Information Commissioner review will be characterised by reduced formality and adversarial contest, with most applications determined on the papers. The commissioners will be able to dispose of an application where an agreement is reached between the parties or by determination if no compromise is reached.

Following public consultation on the exposure draft, the applicant will have the option of seeking an internal review or going directly to the Information Commissioner for review of an initial FOI decision. By making internal review optional, agencies should be encouraged to make the best possible access decision in the first instance.

There is potential for a substantial resource impost in the maintenance of an effective FOI system. That impost in part exists because not all government information can properly be released, and so it can take time for agencies to work out what information can be released and what cannot. The broad range of FOI functions to be vested in the Information and FOI Commissioners are designed to ensure the objects of the act are achieved with as minimal contest, and therefore cost, as possible. That includes fostering a pro-disclosure culture among agencies. To manage access requests that are manifestly unreasonable, the Information Commissioner is given a power to restrict an applicant’s access rights by declaring them to be vexatious. Provision is also made to enhance consultation provisions for dealing with onerous or vague requests for documents.

The Information Commissioner will also take over the bulk of the role of the Ombudsman in investigating complaints about handling of FOI requests. However, the Ombudsman will still have capacity to investigate complaints which relate to FOI where it would be more appropriate or effective for the Ombudsman to do so.

One aspect of the current law which has restricted the public’s access to information is cost. Cost should not deter reasonable requests for access to information. The bill, together with amendments proposed to regulations, removes all application fees, including for internal review.

No costs will apply for access to a person’s own information. The first five hours of decision-making time for applications from journalists and not-for-profit organisations will be free, and for all other applications the first hour of decision-making time will be free. Some of these measures will be implemented through amendment to regulations. The regulations will also be amended so that, if there is a failure to comply with a statutory time period, any charges will be waived. The Information Commissioner will be tasked with reviewing all charges within 12 months of the commissioner’s appointment.

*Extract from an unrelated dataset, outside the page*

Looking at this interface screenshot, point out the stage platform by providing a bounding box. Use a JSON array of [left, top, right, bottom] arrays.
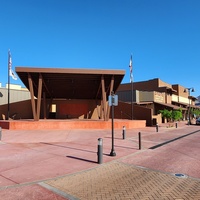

The government is allocating $19.5 million over four years for the establishment and running of the Office of the Information Commissioner, in addition to the existing resources for the Office of the Privacy Commissioner.

Whilst the Privacy Act 1988 largely regulates the handling of personal information by Commonwealth agencies, access to and correction of a person’s own information is currently enforced through the FOI Act. Around 85 per cent to 90 percent of FOI requests annually are for personal information. The government proposes to amend the Privacy Act so that it is the principal legislation which provides for an enforceable right of access to and correction of an individual’s own information. That proposal will be addressed in draft legislation covering broader reforms to the Privacy Act expected to be released for public comment early in 2010.

The government believes that the legislation now before the parliament comprises a strong package of measures to enhance access to information for the Australian public. To ensure the reform package delivers effective change, provision is made in the bill for the act to be reviewed two years after the commencement of the reforms. The government will also consider further improvements and will ask the Australian Law Reform Commission to inquire into whether the FOI Act or another disclosure regime should apply to the private sector.

This government recognises that transparent and open government is a key component of a healthy and vibrant democracy. When the Rudd government was elected, Labor committed to significantly reform freedom of information laws, and these bills fulfil the government’s promise to the Australian public.

Debate (on motion by Mr Lindsay) adjourned.